Except for her knee. 

It was going to take it all away from her. Everything.  One stupid piece of cushion or whatever was going to steal away the only thing Verity had ever wanted with all of her heart and soul. 

She felt her eyes prickle with tears, heat blotching her cheeks. Compounded with humiliation. No! Not here! Not now! Not in front of Dr Washed Up and Out! 

He knew more than he was letting on, she thought, looking up at him. He’s seen this before.  And the dim, exhausted pity in his eyes raised her hackles even as it ached inside her chest.  “I can’t,” she said. “Got something to do.” She scooted to the edge of the exam table, not caring that the paper robe was bunching up across her thighs.

He stopped her, one hand on her shoulder. The same touch that…shit. How many truant officers? How many school counselors? How many well meaning know it all dickheads used?  Like they had a class for it or something.  Here, the Condescending Shoulder Grab.  Live it, love it.  Piss people off with it. 

She shook it off, but he blocked her with his body. “Either way, you’re off that leg for a few weeks.”

“No!” she said. She shoved at him. “I can’t! I can’t!”  God, it was a nightmare. Not just losing the Wreckers but…not moving.  Staying still. Stagnating. She could already feel it beginning to suck her down.  Her fists balled, wanting to punch him, punch everything.  Just do something to move! 

“Your body can heal itself, but it takes time.  It just takes time.”  That soothing counselor’s voice. 

“Shut it,” she snapped.  “I don’t have time.”  They’d leave without her. Discard her. And she wouldn’t blame them—she was weak. Not tough enough. Not strong enough.  Not worthy enough.  For the first time in her life, that mattered what others thought of her.  It mattered that she should measure up. And the first time it mattered? She couldn’t.  That hurt way worse than her stupid knee. 

“You have time.  Sometimes injury’s your body’s way of telling you to slow down.” 

She sneered. Slow down. “Slow down when I’m dead.”

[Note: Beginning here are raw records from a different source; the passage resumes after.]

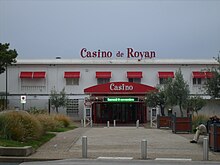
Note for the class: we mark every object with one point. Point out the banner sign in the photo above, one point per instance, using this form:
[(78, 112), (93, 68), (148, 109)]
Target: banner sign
[(130, 53)]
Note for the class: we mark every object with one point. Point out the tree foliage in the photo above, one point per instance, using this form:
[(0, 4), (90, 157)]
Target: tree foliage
[(212, 85), (177, 91), (194, 104), (157, 98), (58, 99), (7, 56)]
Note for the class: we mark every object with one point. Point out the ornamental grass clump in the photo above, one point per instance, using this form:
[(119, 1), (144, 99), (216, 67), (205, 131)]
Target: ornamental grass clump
[(19, 126), (48, 122), (63, 119)]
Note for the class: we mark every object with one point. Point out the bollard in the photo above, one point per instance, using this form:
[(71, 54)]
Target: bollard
[(205, 149), (91, 123), (108, 124), (137, 123), (84, 146), (82, 122), (144, 149)]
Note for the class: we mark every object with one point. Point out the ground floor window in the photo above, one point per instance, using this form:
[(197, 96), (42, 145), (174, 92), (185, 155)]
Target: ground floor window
[(72, 108), (103, 80), (134, 80), (121, 112)]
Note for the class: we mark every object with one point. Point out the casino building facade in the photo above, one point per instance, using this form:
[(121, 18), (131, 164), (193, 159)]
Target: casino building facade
[(110, 89)]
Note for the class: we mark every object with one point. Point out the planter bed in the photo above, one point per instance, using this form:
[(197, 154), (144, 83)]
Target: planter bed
[(214, 137), (163, 121), (181, 124)]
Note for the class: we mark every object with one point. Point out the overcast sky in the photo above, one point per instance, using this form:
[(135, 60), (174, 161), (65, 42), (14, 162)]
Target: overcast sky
[(172, 28)]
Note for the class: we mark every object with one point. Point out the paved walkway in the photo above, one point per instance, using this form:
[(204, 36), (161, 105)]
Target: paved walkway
[(122, 142)]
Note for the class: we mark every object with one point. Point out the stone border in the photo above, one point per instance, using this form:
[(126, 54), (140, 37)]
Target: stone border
[(16, 151)]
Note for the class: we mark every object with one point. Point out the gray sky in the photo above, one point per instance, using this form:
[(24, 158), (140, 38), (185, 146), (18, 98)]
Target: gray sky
[(171, 28)]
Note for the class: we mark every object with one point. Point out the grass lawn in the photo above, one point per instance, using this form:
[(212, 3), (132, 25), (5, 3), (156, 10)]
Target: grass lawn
[(64, 129), (34, 143)]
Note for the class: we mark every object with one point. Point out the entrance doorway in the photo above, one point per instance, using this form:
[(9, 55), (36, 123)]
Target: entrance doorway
[(121, 112)]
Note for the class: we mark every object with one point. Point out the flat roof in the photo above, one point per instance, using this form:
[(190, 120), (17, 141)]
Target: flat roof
[(117, 61)]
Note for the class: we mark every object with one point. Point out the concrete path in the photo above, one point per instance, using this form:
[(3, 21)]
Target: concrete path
[(122, 142)]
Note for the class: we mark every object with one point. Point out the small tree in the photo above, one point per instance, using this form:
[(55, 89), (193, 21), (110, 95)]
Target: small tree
[(177, 91), (212, 85), (58, 99), (194, 104), (157, 98), (7, 56)]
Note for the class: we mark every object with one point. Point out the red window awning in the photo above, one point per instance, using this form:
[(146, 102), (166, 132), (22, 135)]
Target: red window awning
[(166, 74), (71, 74), (26, 74), (209, 74), (198, 74), (39, 75), (103, 74), (134, 75)]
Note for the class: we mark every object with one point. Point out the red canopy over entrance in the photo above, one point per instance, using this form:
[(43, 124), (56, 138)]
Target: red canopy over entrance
[(119, 88)]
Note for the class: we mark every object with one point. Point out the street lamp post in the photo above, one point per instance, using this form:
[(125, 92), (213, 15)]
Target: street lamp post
[(6, 87)]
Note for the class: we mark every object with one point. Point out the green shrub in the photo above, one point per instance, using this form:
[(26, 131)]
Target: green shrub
[(34, 110), (196, 120), (19, 125), (48, 122), (63, 119)]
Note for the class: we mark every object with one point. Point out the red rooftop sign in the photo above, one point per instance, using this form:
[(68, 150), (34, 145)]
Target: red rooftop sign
[(119, 88), (130, 53)]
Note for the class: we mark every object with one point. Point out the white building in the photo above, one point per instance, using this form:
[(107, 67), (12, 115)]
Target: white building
[(116, 87)]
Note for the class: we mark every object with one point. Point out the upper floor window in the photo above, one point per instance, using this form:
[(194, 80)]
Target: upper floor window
[(199, 78), (134, 77), (72, 81), (72, 78), (164, 76), (33, 81), (103, 77)]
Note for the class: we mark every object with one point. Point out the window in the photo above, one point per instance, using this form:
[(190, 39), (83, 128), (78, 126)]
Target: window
[(164, 76), (103, 80), (197, 81), (72, 108), (199, 78), (135, 80), (72, 81), (33, 81), (163, 80), (134, 76)]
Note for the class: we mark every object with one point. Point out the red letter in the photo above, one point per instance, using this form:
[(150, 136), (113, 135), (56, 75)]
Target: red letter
[(83, 50), (130, 50)]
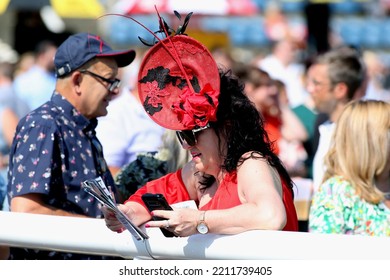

He sneered back and for the first time she saw a glimpse of something…not dead in him.  Something stirring behind the pale blue eyes.  “Slow down long enough and you won’t live your life through stupid cheap slogans.”   He stepped back. She watched, numbly, as he scrawled something on a prescription pad, tore it off with more vehemence than she’d expected. Maybe…she had pissed him off?  He slapped it into her hand. “You want to sign out AMA and go run a few marathons on that, that’s your choice.  You think the only way to live life is through your body? That’s your choice, too. We don’t prescribe wisdom here.” 

She looked at the prescription. Some medicine she’d never heard of.

“Anti-inflammatories,” he said. “Literally, the least you can do to at least pretend you want to get better.”  He grabbed her patient chart, heading to the door.  He stopped, one hand on the brushed steel lever knob, the light washing out his skin, highlighting blotches of rust-dark on his scrubs from accidents he’d dealt with far worse than Verity’s little case.  “Whatever you’re going to hurt yourself for,” he said, “Just make sure it’s worth it.” 

It is. It will be.  But by the time the words came to her, he was gone, and she was staring at her paper gown, her swollen knee, and the already-half crumpled testimony of someone who tried, even a little, to care about her.   



Date: 2010-06-15 03:48 pm (UTC)
From: [identity profile] caiusmajor.livejournal.com
Oh, Verity. *shakes head at her* You do a good job of getting into her head, I think.

(And I'm glad you've found a human female TF squishy you like!)

Date: 2010-06-16 02:58 pm (UTC)
From: [identity profile] femme4jack.livejournal.com
You have convinced me yet again that I MUST familiarize myself with this particular continuity. I like your squishies. When are your con's gonna come play in the matrix? Not that I'm anxious or anything...

Date: 2010-06-16 08:13 pm (UTC)
From: [identity profile] quidamling.livejournal.com
I like this. X3 She really is a human Wrecker, annoys the heck out of and is annoyed by the medics and everything. Nice.